ClownsToTheLeftOfMe on February 7, 2014 at 3:08 PM

The latest version of Fat Cat “rent seeking”

J_Crater on February 7, 2014 at 3:10 PM

Peter Schweitzer’s book aside, these people are full of crap.

ClownsToTheLeftOfMe on February 7, 2014 at 3:14 PM

No way Jose

cmsinaz on February 7, 2014 at 3:16 PM

Are these big donors mad because they didn’t get an ambassador slot?

docflash on February 7, 2014 at 3:21 PM

Barack Obama promised to stay within an existing system of public financing in the 2008 election cycle, only to ditch that promise almost immediately after securing the nomination
posted at 2:01 pm on February 7, 2014 by Ed Morrissey

Just one of many, many, many things Obama has said and then later done otherwise.

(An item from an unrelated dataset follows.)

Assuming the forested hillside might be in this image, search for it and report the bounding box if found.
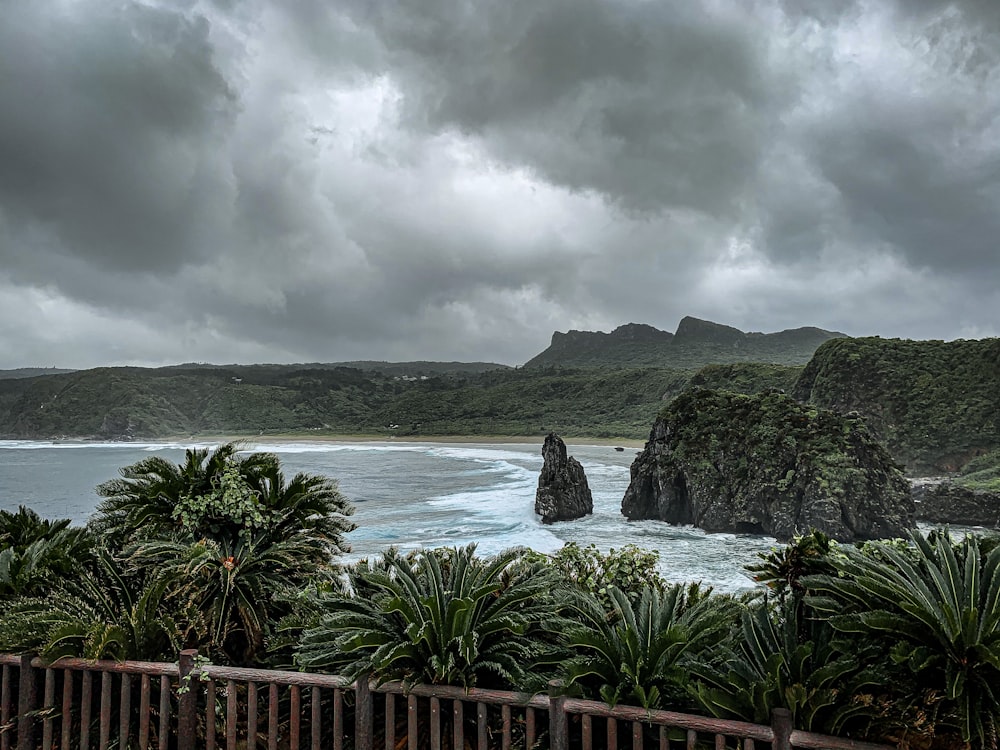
[3,333,998,479]
[0,363,799,441]
[794,337,1000,474]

You can’t believe anything he says. He says what he thinks people want to hear, and then goes and does what he wants. Why haven’t people caught onto this yet.

LashRambo on February 7, 2014 at 3:27 PM

When I was in high school a long time ago, I beat the champ in a game in the chess club. He knocked all the pieces off the board before the instructor could see what happened. I am willing to bet that ahole is a democrat.

birdwatcher on February 7, 2014 at 2:46 PM

Did he act like a pigeon and poop on the board and strut around like he accomplished something?

(shamelessly stolen from another thread. I like the imagery)

307wolverine on February 7, 2014 at 3:41 PM

Can’t Obama just sign an executive order making this the law?

Clark1 on February 7, 2014 at 3:44 PM

The ironies, hubris and hypocrisy just keep on truckin’. Next, they’ll want public financing for needy insurance companies. Oh, wait…

vnvet on February 7, 2014 at 3:58 PM

It was this broken promise that signaled the disaster Obama is as president.

sadatoni on February 7, 2014 at 3:59 PM

I think the IRS should look into those signees…

right2bright on February 7, 2014 at 4:56 PM

This so-called “reform” isn’t so much about “transparency” than it is about left-wing multimillionaire activists trying to silence and delegitimize their opposition.

royal flush on February 7, 2014 at 5:07 PM

The Democrats have done a great job of making the system unfair, now it’s coming back at them. They see what is going on in the states, with union money, and they’re afraid their source of cash is going to dry up.

Although I’m not sure where the IRS thing ends up, I’m guessing they can’t pull the same thing they did, in 2012, in the open. That was basically done before anyone knew what was coming and then Lois Lerner tried to slip something in with the planted question, so it would look like an office did something wrong.

If the tea party donors are smart, they just won’t worry about tax deductions or having their name out there, but be prepared to point it out because that will prove why you have to have your donors protected. There’s not much they can do to the Koch Brothers and there are others who are media savvy enough to deal with what the Democrats will throw at them. If they see that breaking the law isn’t working for them, it will change the dynamic.